Beyond CEA, mucin (MUC1), epithelial cell adhesion molecule (EpCAM), the oncofetal antigen 5T4, and guanylyl cyclase C (GUCY2C) have also been in clinical development. MUC1 is normally expressed on the lining of human colon and is expressed in a modified form on advanced polyps and CRC. MUC1 with poly-ICLC adjuvant was tested in a Phase I/II setting in patients with a history of adenomatous polyps and found to be highly immunogenic in 43.6% of patients, whereas a high frequency of pre-vaccination MDSCs were found to be associated with immune non-responders. EpCAM is highly expressed in many epithelial cancers including CRC. EpCAM protein produced in a baculovirus expression system and conjugated to alum, was administered to 7 CRC patients with GM-CSF, inducing a Th1-biased humoral and cellular immune response. Future studies are needed to demonstrate objective clinical responses in patients. 5T4 is a trophoblast glycoprotein with high-level expression in human adenocarcinomas, including CRC where it is found in more than 90% of tumors. A poxvirus-based 5T4 vaccine (TroVax) was recently tested in mCRC patients with stable disease at completion of standard chemotherapy. Of the 52 patients in the study, 9 were randomized to surveillance alone, 9 to cyclophosphamide alone, 19 to TroVax only, and 18 to a combination of TroVax and cyclophosphamide. TroVax was safe, well tolerated, and resulted in significantly improved PFS (5.6 vs 2.4 months) and OS (20 vs 10.3 months). Interestingly, the combination of TroVax and cyclophosphamide was not superior to TroVax alone. These data look promising but a larger sample size is required to demonstrate efficacy of TroVax without the need for cyclophosphamide.

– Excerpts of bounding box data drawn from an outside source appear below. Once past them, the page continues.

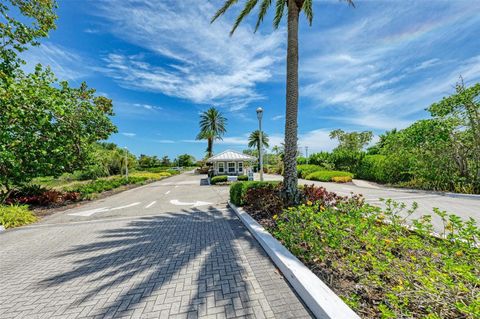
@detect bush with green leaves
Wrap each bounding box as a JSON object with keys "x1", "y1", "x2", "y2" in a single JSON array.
[
  {"x1": 210, "y1": 175, "x2": 228, "y2": 185},
  {"x1": 230, "y1": 181, "x2": 279, "y2": 206},
  {"x1": 0, "y1": 205, "x2": 37, "y2": 228},
  {"x1": 306, "y1": 171, "x2": 353, "y2": 182},
  {"x1": 297, "y1": 164, "x2": 325, "y2": 178},
  {"x1": 267, "y1": 198, "x2": 480, "y2": 319},
  {"x1": 355, "y1": 154, "x2": 391, "y2": 183}
]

GUCY2C, a cyclic GMP (cGMP) synthesizing protein is universally expressed in apical brush border membranes of intestinal cells and GUCY2C protein is found in nearly all primary and metastatic CRCs, with uniform expression by tumor cells, regardless of location or grade. An adenovirus vector (Ad5)-based vaccine expressing GUCY2C conjugated to the Pan DR epitope PADRE (Ad5-GUCY2C-PADRE) was evaluated in humans in an open-label, single-dose feasibility study in early-stage colorectal cancer patients [NCT01972737]. The vaccine was safe and immunogenic, producing GUCY2C-specific CD8+ CTL responses in 40% of patients. A larger Phase II study is planned to begin in 2018 to explore the vaccine's efficacy for GUCY2C-expressing gastrointestinal malignancies.

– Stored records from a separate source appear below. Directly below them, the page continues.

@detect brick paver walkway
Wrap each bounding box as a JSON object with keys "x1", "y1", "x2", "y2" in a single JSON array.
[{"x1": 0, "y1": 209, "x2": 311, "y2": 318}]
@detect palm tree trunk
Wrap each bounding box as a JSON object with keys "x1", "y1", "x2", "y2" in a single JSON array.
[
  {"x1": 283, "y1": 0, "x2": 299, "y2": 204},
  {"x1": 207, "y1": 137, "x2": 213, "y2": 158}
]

Interest in cancer immunotherapy development began in 1893 with William Coley, but little progress was made over the following century. Now, our understanding of the molecular and cellular mechanisms and complexities of the immune system has advanced significantly and the prospects of successful cancer immunotherapy development grow brighter with the pace of scientific discovery. The effectiveness of checkpoint inhibition in MSI tumors, including CRC, provides evidence that characterizing molecular and immunological subtypes may be important in determining patients most capable of inducing effective tumor immunity or selecting the immunotherapeutic approach most favorable for a given patient. Unfortunately, more than 95% of mCRC patients have MSS disease and cannot be treated with current immunotherapy options. A growing body of evidence suggests that effective antitumor immunity in mCRC may be achieved using experimental cancer vaccines in combination regimens that promote depletion of Tregs and MDSCs, and block checkpoints, that prevent the induction or intratumoral activity of T-cell responses.